Conceptually, the goal of Expander is to power ML algorithms with some but minimum supervision. To enable that capability, Expander leverages new techniques known as semi-supervised learning that bridges the gap between known and unfamiliar data. Semi-supervised learning merges known and novel data as part of the training process and infers relationships between those data sets. This approach highly contrasts with supervised ML models such as neural networks that need to be trained upfront using high-quality, well-labeled data.
Functionally, Google Expander leverages large-scale, graph-based learning to infer knowledge about a specific data source. Specifically, Expander builds a multi-graph representation of a data source on which nodes correspond to objects or concepts and edges connect nodes that share similarities. The graph should contain both known and unknown data.
The magic of semi-supervised learning relies on the efficiency of labeling the unknown data sets by leveraging the characteristics of its neighbors in the graph. Expander tackles this problem by using an optimization technique called streaming approximation. This technique uses a streaming algorithm to process information propagated from neighboring nodes in a way that can be scaled to large graphs.

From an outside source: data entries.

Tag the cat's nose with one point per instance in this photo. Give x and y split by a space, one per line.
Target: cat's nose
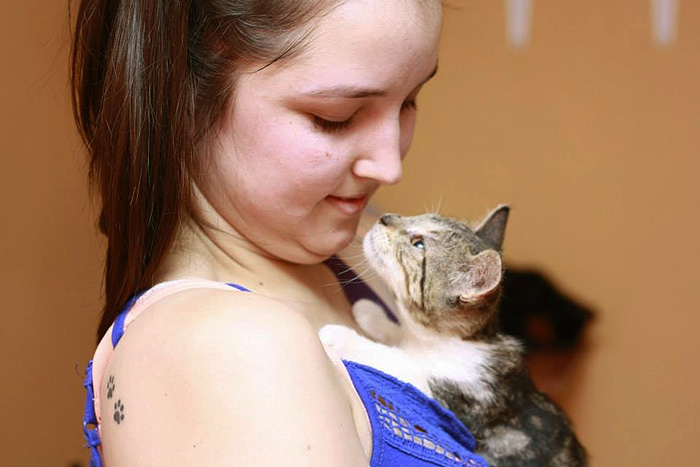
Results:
389 219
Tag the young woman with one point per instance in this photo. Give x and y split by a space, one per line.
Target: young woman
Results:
235 145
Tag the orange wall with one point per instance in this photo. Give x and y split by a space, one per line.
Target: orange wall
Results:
591 134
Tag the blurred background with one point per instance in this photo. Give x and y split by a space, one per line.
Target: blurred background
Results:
583 116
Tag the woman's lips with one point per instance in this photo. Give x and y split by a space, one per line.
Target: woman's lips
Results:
349 206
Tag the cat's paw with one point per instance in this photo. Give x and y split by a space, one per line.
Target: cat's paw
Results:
337 340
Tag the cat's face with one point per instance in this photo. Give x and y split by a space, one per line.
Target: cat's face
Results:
445 275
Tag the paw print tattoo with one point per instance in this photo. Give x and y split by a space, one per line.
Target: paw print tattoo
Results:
118 411
110 387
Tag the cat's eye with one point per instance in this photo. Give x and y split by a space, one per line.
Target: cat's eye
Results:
417 242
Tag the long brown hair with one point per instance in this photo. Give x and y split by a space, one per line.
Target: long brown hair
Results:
151 80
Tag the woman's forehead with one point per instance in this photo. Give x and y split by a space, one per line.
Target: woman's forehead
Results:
364 47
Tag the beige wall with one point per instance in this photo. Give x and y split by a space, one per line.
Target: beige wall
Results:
591 134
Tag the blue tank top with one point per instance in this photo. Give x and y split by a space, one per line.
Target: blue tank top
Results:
409 429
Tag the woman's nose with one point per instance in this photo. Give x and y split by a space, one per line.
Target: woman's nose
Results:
381 158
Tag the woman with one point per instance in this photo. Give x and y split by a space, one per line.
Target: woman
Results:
238 142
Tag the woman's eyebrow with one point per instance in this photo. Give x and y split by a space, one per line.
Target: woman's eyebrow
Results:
356 91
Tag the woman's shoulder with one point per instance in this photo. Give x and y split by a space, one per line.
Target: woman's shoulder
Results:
212 376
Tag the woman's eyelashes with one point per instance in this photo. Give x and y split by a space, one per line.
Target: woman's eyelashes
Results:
331 126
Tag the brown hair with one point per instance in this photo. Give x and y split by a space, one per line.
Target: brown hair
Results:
151 80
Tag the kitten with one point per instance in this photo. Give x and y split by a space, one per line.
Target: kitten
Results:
447 281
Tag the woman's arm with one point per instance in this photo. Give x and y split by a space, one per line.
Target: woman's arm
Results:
211 377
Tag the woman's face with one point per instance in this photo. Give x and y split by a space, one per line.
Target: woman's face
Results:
308 141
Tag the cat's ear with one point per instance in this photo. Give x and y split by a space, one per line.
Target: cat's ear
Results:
493 227
482 278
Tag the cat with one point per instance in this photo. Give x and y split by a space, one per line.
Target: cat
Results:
446 278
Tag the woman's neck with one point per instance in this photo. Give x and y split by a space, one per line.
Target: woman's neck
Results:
221 254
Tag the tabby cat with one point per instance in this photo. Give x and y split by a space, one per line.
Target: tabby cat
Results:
447 278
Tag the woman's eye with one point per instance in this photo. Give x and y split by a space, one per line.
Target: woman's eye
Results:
329 126
417 242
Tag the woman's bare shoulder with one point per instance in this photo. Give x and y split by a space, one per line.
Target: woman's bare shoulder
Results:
211 377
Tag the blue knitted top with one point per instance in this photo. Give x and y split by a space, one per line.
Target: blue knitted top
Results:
409 429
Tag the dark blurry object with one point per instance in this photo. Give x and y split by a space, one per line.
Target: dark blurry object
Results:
537 313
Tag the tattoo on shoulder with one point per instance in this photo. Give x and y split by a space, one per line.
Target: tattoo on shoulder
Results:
118 405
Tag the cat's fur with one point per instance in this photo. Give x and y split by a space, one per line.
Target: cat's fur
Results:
447 281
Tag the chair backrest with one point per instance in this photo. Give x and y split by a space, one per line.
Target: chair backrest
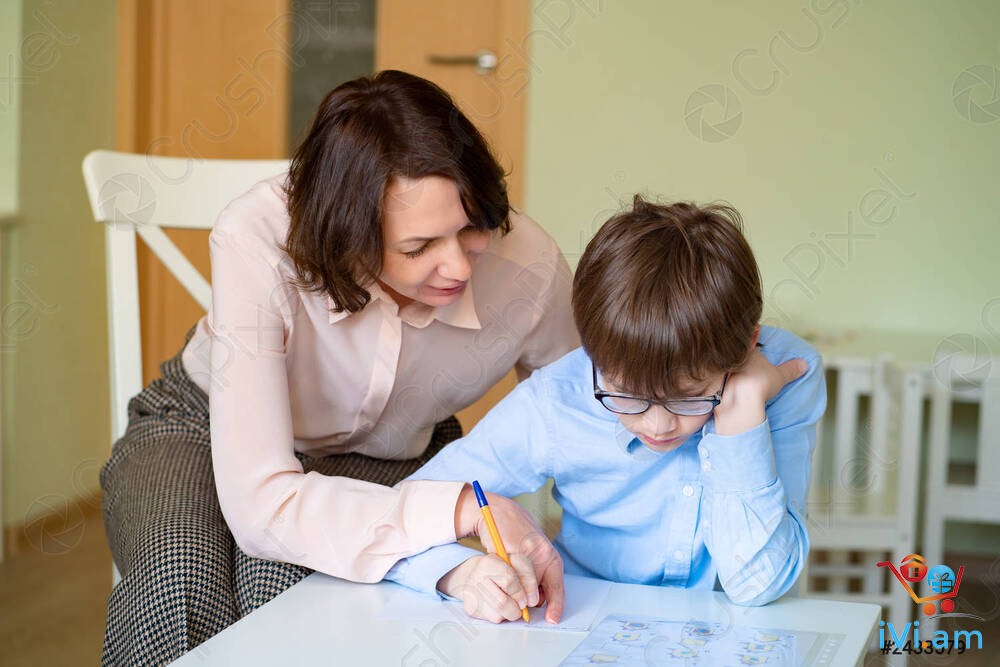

To get an idea of how semi-supervised learning works, let’s use an example of a sentiment analysis process. When analyzing a text, the first step will be to create a graph in which the nodes are the words and the edges the relationship between them. After that, the algorithm will start labeling known words that express specific emotions and proceed to apply the streaming approximation techniques to label the unclassified words. During that process, the algorithm will create links between the newly labeled words and the words that represent specific emotions they are related to.
Google Expander is already being used in large scale systems such as the Allo assistant and we should expect to see more of these techniques in the near future. Semi-supervised learning offers an exciting middle ground that can help improve the applicability of many of the well known ML techniques to p-ractical problems.